Forensic Experts


Education and Training Requirements

High School

Almost all jobs in this field require at least a bachelor's degree. In high school, you can begin to prepare for a career in forensics by taking a heavy concentration of science courses, including chemistry, biology, physiology, and physics. Computer skills are also important, especially for fingerprint classifiers and computer forensics specialists. Classes in spoken and written communications will be useful because forensic experts must write very detailed reports and are sometimes called on to present their findings in court.

Postsecondary Training

You will need at least a bachelor’s degree in forensic science, molecular biology, criminalistics, natural science (such as chemistry or biology), or a related field to work as a forensic expert. If you work in a specialty, such as forensic engineering or nursing, you will need a degree in that area—engineering and nursing, respectively. Many forensic experts in top positions or who work as consultants have graduate degrees. Visit the Web site of the American Academy of Forensic Sciences ( for a list of colleges and universities that offer classes and programs in forensic science and related fields.

Many crime scene investigators who are employed by police departments are sworn police officers and have met educational requirements for entry into a police academy. They augment this training with a bachelor’s degree in either forensic science or one of the natural sciences.


Some colleges and universities offer certificates in forensic science and its specialties. For example, California State University-Chico offers a certificate in forensic science, and Texas Tech University offers a graduate certificate in forensic engineering. Contact schools in your area to learn more about available programs. 

Other Education or Training

Many forensic science associations offer continuing education opportunities. For example, the American College of Forensic Examiners Institute provides online classes such as Blood Spatter Interpretation at Crime Scenes and Causes of Failure: What a Forensic Engineer Looks For. The American Academy of Forensic Sciences also offers continuing education opportunities at its conferences and meetings. Contact organizations in your specialty for more information. 

Certification, Licensing, and Special Requirements

Certification or Licensing

Becoming certified shows employers that you have met the highest standards established by your industry. Those who are certified often receive higher pay and have a better chance of landing a job than those who are not certified. The following organizations provide voluntary certification for forensic experts: American Academy of Environmental Engineers & Scientists, American Board of Criminalistics; American Board of Forensic Anthropology; American Board of Forensic Document Examiners; American Board of Forensic Entomology; American Board of Forensic Odontology; American Board of Forensic Psychology; American Board of Forensic Toxicology; American Board of Medicolegal Death Investigators; American Board of Pathology; American Board of Psychiatry and Neurology; American College of Forensic Examiners Institute; Association of Firearm and Tool Mark Examiners; International Association of Forensic Nurses; International Association for Identification; International Association of Computer Investigative Specialists; and the International Society of Forensic Computer Examiners. 

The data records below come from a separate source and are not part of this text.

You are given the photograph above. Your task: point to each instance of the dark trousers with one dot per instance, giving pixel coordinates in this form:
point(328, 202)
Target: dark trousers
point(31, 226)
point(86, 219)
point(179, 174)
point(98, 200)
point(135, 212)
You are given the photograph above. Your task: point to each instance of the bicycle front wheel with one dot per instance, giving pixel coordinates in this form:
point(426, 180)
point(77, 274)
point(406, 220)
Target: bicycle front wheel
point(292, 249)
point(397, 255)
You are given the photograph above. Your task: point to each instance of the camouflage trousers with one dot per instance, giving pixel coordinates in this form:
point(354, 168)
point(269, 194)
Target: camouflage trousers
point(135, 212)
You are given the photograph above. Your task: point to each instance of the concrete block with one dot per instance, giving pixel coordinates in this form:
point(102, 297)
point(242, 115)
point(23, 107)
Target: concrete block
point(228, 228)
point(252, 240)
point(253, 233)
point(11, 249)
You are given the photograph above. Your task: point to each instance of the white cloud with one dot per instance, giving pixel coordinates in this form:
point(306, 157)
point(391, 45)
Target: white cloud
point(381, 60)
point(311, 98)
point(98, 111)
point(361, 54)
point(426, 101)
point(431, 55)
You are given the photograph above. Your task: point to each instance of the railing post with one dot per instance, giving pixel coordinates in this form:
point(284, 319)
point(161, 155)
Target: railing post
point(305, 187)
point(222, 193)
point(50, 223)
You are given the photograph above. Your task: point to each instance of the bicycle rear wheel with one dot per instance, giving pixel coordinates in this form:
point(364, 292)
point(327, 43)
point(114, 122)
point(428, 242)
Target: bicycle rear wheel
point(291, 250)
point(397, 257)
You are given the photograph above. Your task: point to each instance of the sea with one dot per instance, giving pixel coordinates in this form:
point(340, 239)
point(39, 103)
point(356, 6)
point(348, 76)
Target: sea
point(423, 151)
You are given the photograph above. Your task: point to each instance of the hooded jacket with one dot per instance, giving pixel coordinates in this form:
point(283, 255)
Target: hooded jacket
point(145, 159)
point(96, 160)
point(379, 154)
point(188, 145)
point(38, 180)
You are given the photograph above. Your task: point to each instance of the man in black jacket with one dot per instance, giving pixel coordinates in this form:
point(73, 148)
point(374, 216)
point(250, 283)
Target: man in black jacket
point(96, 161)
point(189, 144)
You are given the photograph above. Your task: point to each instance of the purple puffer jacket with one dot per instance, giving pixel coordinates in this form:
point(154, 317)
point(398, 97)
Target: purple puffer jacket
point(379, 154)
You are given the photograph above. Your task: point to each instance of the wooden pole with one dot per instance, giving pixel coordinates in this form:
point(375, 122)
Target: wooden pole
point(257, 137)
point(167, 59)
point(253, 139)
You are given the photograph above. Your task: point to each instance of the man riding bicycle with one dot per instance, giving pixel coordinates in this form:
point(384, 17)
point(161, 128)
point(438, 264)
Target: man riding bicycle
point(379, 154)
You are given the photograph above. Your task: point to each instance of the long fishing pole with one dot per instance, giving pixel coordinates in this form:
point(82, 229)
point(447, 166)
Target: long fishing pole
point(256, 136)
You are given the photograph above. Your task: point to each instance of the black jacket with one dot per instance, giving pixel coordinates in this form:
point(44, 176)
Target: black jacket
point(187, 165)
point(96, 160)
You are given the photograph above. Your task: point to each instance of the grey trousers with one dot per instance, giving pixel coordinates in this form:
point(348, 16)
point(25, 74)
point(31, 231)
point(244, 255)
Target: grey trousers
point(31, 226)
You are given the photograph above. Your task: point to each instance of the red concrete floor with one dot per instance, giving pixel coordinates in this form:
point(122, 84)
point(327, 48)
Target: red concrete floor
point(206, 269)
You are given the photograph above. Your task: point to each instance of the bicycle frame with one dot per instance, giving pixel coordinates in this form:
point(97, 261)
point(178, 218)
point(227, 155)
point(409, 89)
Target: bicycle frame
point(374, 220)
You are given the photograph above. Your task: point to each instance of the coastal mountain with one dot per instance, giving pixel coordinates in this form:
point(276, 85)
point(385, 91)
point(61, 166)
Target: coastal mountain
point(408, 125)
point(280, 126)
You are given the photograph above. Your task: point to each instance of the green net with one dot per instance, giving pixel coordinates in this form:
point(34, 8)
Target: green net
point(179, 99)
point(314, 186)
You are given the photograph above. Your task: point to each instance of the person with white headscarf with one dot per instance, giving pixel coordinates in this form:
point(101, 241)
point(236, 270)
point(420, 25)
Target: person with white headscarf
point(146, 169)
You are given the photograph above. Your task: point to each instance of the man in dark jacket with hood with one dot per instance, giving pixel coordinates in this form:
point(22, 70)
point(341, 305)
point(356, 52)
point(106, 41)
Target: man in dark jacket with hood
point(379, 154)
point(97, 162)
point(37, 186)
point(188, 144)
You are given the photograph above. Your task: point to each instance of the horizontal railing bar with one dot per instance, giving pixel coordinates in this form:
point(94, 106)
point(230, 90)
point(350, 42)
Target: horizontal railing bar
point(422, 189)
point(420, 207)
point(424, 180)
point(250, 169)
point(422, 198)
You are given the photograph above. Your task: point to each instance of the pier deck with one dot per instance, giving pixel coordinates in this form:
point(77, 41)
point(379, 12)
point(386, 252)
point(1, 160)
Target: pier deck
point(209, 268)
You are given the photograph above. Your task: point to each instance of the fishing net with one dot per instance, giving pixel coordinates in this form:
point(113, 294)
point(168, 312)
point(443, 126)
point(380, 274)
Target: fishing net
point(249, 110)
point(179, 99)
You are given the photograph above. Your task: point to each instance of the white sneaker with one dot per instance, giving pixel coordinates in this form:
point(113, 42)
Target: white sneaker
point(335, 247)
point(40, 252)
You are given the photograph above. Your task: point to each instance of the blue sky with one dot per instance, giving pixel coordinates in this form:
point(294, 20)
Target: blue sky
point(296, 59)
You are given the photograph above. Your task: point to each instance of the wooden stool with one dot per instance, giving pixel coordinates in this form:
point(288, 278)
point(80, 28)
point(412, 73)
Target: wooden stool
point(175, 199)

Experience, Skills, and Personality Traits

You won’t start out in your career as a forensic expert. It usually takes a couple of years working as a forensic science technician or as a professional in nursing, engineering, botany, entomology, etc. to gain experience in that particular discipline and in forensic science before you will be considered a "forensic expert."

To be successful in this field, you should have an aptitude for scientific investigation, an inquiring and logical mind, and the ability to make precise measurements and observations. Patience and persistence are important qualities, as is a good memory. Forensic experts must constantly bear in mind that the accuracy of their lab investigations can have great consequences for others. Other important traits include a detail-oriented personality, strong communication and organizational skills, and a willingness to continue to learn throughout your career.